O protagonista é Filocleon, um velho cidadão obcecado pelos tribunais. Sua vida gira em torno de participar como juiz nas cortes populares. O nome já entrega: ele é um “admirador de Cléon”, político populista da época. Em oposição, seu filho, Bdelecleon, literalmente, “inimigo de Cléon”, tenta libertá-lo desse vício. Tranca o pai em casa para evitar que vá aos julgamentos e monta um tribunal improvisado para provar como tudo aquilo é uma farsa. Num dos momentos mais absurdos e hilariantes, o réu é um cachorro acusado de roubar um queijo. Mesmo assim, Filocleon insiste em condená-lo.
Aristófanes pinta o retrato de uma sociedade que se deixou embriagar pelo gosto de julgar. Para ele, os velhos juízes atenienses eram como vespas: prontos para ferroar, não necessariamente para fazer justiça. E o veneno, é claro, servia a propósitos políticos.
A vaidade de julgar, esse traço tão humano, segue viva, mesmo em tempos de currículos técnicos e tribunais recursais. Quando decisões se acumulam mais por convicção pessoal do que por fundamento jurídico, ou quando o Judiciário passa a ocupar o espaço da política e da moral pública, a democracia entra em estado de alerta.
O que Aristófanes já intuía, com ironia impiedosa, é que o problema da Justiça não é apenas estrutural, mas também psicológico e moral. O vício de julgar dá prestígio, alimenta o ego, oferece o doce gosto da punição alheia e, quando associado a interesses políticos, pode corroer o próprio Estado de Direito.
Difícil não enxergar ecos contemporâneos nessa sátira. Ainda hoje, a Justiça corre o risco de se tornar palco de vaidades, arma política ou espetáculo. Embora os tribunais atuais contem com formação técnica e regras mais rígidas, o debate sobre ativismo judicial, decisões monocráticas e a politização do Judiciário continua a incomodar.

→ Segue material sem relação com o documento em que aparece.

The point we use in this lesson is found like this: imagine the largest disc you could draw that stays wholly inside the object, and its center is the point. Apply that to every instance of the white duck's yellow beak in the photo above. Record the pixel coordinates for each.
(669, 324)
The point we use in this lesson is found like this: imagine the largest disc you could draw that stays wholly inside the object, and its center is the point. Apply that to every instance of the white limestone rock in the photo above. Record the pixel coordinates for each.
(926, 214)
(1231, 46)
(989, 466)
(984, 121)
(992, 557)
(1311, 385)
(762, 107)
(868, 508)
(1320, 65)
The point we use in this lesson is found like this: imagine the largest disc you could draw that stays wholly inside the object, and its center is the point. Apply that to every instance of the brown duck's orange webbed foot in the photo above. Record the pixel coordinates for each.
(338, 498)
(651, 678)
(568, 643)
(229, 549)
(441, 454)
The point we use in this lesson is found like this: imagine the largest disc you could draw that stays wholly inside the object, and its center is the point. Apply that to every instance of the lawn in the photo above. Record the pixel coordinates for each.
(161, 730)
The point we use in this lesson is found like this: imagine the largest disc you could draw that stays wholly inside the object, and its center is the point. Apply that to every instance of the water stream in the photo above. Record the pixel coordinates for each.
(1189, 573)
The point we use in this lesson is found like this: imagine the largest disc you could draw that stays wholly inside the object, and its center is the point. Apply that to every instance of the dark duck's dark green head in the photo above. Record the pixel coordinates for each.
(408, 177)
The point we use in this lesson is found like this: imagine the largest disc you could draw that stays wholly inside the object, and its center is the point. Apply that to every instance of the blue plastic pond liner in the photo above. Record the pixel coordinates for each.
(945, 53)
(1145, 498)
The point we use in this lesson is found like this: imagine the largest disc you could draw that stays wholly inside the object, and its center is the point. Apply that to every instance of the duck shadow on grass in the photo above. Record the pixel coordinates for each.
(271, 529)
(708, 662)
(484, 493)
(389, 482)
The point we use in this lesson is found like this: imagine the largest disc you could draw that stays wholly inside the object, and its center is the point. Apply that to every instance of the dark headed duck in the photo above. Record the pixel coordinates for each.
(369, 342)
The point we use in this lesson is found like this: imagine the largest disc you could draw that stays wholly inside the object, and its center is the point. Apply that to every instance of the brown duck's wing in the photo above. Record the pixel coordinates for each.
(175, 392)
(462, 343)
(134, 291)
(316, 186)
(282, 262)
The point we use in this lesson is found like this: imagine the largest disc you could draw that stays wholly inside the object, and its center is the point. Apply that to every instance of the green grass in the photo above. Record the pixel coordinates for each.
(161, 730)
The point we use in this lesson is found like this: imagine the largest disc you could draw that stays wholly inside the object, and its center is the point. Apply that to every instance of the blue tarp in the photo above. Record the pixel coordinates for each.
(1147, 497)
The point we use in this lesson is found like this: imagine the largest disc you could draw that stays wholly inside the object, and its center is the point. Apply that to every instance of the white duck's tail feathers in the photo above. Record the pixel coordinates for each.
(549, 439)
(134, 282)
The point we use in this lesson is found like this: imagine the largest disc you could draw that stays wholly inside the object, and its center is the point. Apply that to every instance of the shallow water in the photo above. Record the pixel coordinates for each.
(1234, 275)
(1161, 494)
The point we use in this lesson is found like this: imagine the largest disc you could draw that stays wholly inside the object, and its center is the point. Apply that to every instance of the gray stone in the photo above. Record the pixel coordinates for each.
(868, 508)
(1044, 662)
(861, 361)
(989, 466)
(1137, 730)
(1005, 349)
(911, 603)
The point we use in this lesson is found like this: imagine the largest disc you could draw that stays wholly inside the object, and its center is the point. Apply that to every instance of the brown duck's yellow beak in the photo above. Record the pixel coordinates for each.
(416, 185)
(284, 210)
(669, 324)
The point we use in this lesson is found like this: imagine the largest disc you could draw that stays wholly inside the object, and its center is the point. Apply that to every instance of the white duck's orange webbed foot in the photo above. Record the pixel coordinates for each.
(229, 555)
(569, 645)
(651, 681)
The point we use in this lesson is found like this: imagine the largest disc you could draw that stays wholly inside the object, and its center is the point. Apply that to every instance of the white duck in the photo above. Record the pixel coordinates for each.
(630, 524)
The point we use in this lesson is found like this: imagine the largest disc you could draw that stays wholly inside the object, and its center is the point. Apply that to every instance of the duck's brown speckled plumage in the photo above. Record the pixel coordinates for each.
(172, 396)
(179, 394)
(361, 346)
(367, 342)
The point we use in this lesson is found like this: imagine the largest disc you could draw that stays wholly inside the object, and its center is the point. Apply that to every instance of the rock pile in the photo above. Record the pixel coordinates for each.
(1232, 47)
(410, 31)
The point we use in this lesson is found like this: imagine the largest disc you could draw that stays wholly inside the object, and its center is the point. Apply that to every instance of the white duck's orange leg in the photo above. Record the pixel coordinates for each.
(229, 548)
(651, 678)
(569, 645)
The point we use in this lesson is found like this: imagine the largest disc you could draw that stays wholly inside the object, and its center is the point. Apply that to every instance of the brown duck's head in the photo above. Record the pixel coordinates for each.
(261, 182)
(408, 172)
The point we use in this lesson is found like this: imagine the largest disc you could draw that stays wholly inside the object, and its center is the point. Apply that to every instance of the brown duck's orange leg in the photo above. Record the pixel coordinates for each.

A obsessão de Filocleon, sob outra roupagem, ainda circula pelos corredores do poder.
O que a peça nos lembra, com graça e ironia, é que o ato de julgar deve ser um exercício de responsabilidade pública, não um vício de ego. Quando a Justiça deixa de ser serviço e se torna instrumento de prestígio ou de perseguição, não estamos muito distantes da Atenas de Aristófanes. E, como naquela época, talvez só o riso reste como última forma de resistência.
As Vespas nos desafia, ainda hoje, a perguntar: a Justiça está sendo feita, ou apenas encenada?